The issue in the published trial court decision, S.C. v. J.D., reviewed what is a “household member” under the Prevention of Domestic Violence Act (“PDVA”) pursuant to N.J.S.A. 2C:25-17 to -35. The plaintiff, “Samantha”, filed a temporary restraining order against her half-sibling, “Jake”, alleging assault and terroristic threats. The two share the same father. Jake filed a motion to dismiss, arguing that jurisdiction had not been established under the PDVA. Jake claimed that his “sporadic relationship” of sharing weekends, holidays, and an occasional family vacation was insufficient to establish jurisdiction. The trial court set a hearing to determine jurisdiction in March 2019.
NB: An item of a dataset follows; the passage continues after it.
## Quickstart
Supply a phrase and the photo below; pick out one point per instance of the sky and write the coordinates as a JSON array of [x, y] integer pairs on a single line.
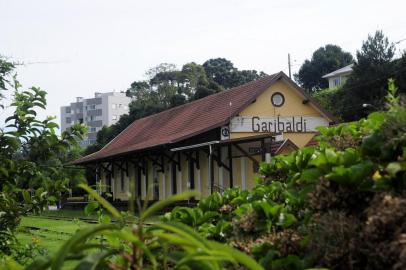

Jake’s parents were divorced and established a custodial arrangement for Jake under a marital settlement agreement (“MSA”). Under the MSA, Jake’s mother had “custody” of Jake, but Jake’s father had “free and liberal visitation . . . as often as possible.” Jake’s mother obtained a final restraining order against Jake’s father, wherein Samantha’s mother would supervise Jake and his father’s parenting time. Samantha’s mother was also designated as Jake’s driver during parenting time with his father. Until college, Samantha lived with her mother and father. Jake and Samantha would spend time together with their father, Samantha’s mother, and Samantha’s brother consistently during the school year and summer breaks. While Jake attended a different school district than Samantha, the two had a meaningful and “substantially integrated sibling relationship . . . not dissimilar from siblings in a singular household.” Jake was not a mere sporadic visitor, but a part of the family.
The PDVA is meant to assure “victims of domestic violence the maximum protection from abuse the law can provide.” N.J.S.A. 2C:25-18. The law is meant to be read liberally, but “[t]he PDVA specifies jurisdictional relationships that must exist.” The PDVA defines a “victim of domestic violence” as “any person who is 18 years or older . . . who has been subjected to domestic violence by . . . any other person who is a present household member or was at any time a household member.” N.J.S.A. 2C:25-19(d) (emphasis added).
The PDVA was amended in 2015 to include prior household members. The analysis shifted from the amount of time that passed since the parties shared a household to whether the current conflict arose from the parties’ prior domestic relationship. See N.G. v. J.P., 426 N.J. Super. 398, 411 (App. Div. 2012). Even prior to the 2015 amendment, the term “household member” had been construed liberally. See e.g., S.P. v. Newark Police Dep’t, 428 N.J. Super. 210 (App. Div. 2012) (boarders in a rooming house who shared bathroom, kitchen, and communal appliances); S.Z. v. M.C., 417 N.J. Super. 622 (App. Div. 2011) (unrelated tenant); Hamilton v. Ali, 350 N.J. Super. 479 (Ch. Div. 2001) (college suitemates).
Judge Aquaviva found that the facts give rise to the notion of a modern family. The fact that Jake’s primary residence was at his mother’s and his alternate residence was at his and Samantha’s father, does not mean Jake cannot be a part of two households under the PDVA. Jake spent meaningful and significant parenting time with Samantha and their father as a family under one household. To state that Jake is not a member of Samantha’s “household” would undermine the purpose of the PDVA and the public policy of assuring minor children of “frequent and continuing contact with both parents after the parents have separated or dissolved their marriage”. N.J.S.A. 9:2-4. Under Jake’s argument, a child of separated or divorced parents could only file a restraining order against one set of step-siblings, but not the other if he only has one “household” under the PDVA. Therefore, the Appellate Court found that the PDVA must be extended to include “modern, blended households.” Jurisdiction had been established and the trial court could resume the final restraining order hearing.